Peacemakers, a history of the Versailles conference of 1919 by the Canadian historian Margaret MacMillan, became the fourth winner of the £30,000 Samuel Johnson prize for non-fiction yesterday.

MacMillan, a distant outsider on the shortlist until the end of last week, beat the strongly tipped favourite, Roy Jenkins's epic biography of the country's greatest war leader, Winston Churchill.

The first victor of the Samuel Johnson prize was Stalingrad by Antony Beevor, in 1999. Last year, it went to Michael Burleigh's The Third Reich, a new history. Faithfully reflecting the popular taste for grand 20th-century narratives expressed in book sales and television ratings, the prize has gone in three years out of four to large-scale accounts of European history between the end of the First and Second World Wars.

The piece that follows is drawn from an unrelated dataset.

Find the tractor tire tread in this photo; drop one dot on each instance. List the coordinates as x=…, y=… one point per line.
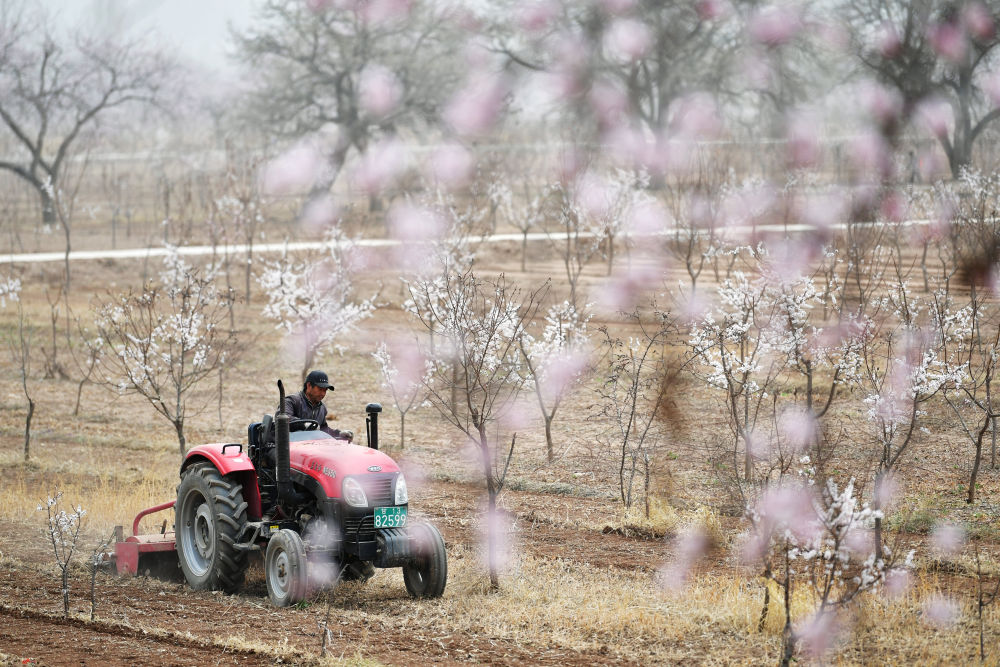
x=226, y=498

This year's result was announced by the chairman of the judges, David Dimbleby, at a dinner televised by the new sponsors of the prize, BBC4. He praised Peacemakers for "bringing vividly to life an extraordinary event which shaped the 20th century and still resonates today". His fellow judges included the playwright and broadcaster Bonnie Greer, and the novelist and journalist Robert Harris.

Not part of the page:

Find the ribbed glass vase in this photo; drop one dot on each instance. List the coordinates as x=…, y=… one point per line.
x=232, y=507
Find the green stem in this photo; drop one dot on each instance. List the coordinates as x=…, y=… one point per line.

Peacemakers, published by John Murray, tells the story of the conference outside Paris that tried to fashion an enduring settlement for Europe and the wider world out of the ruins left by the First World War. Writing with dramatic gusto and a keen eye for character and incident, Professor MacMillan examines the intrigues of the leading players – Lloyd George from Britain, Georges Clemenceau from France, Woodrow Wilson from the US. She passes an unusually kindly judgement on them.

Previous historians have often seen the botched arrangements of Versailles as a trigger for the German resentment that culminated in the rise of Hitler and another, even deadlier, war. MacMillan spurns such hindsight as she dramatises the actions of confused politicians who had "to deal with reality, not what might have been".

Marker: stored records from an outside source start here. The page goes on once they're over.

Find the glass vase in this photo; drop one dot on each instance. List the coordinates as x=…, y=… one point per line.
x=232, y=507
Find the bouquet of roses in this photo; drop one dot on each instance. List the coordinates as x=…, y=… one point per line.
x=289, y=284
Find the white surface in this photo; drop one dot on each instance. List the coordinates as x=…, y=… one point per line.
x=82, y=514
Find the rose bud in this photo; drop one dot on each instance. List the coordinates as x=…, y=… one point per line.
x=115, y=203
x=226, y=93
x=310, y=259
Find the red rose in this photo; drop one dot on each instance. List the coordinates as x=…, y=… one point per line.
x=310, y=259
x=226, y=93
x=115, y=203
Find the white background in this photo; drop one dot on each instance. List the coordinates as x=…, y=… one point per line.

In particular, she challenges the widely accepted view, first espoused by John Maynard Keynes, that the "harshness" of the Versailles Treaty towards Germany ultimately led to the Nazi takeover. Peacemakers even suggests that, if their aim was long-term peace in Europe, the Versailles negotiators were not harsh enough.

Margaret MacMillan, professor of history at Ryerson University, Toronto, will shortly take up the post of provost of Trinity College at Toronto University. She is the first woman to win the prize. The other shortlisted titles were The Voices of Morebath by Eamon Duffy (Yale University Press); The Snow Geese by William Fiennes (Picador); The Invention of Clouds by Richard Hamblyn (Picador); Churchill by Roy Jenkins (Macmillan); and Unfinest Hour by Brendan Simms (Allen Lane).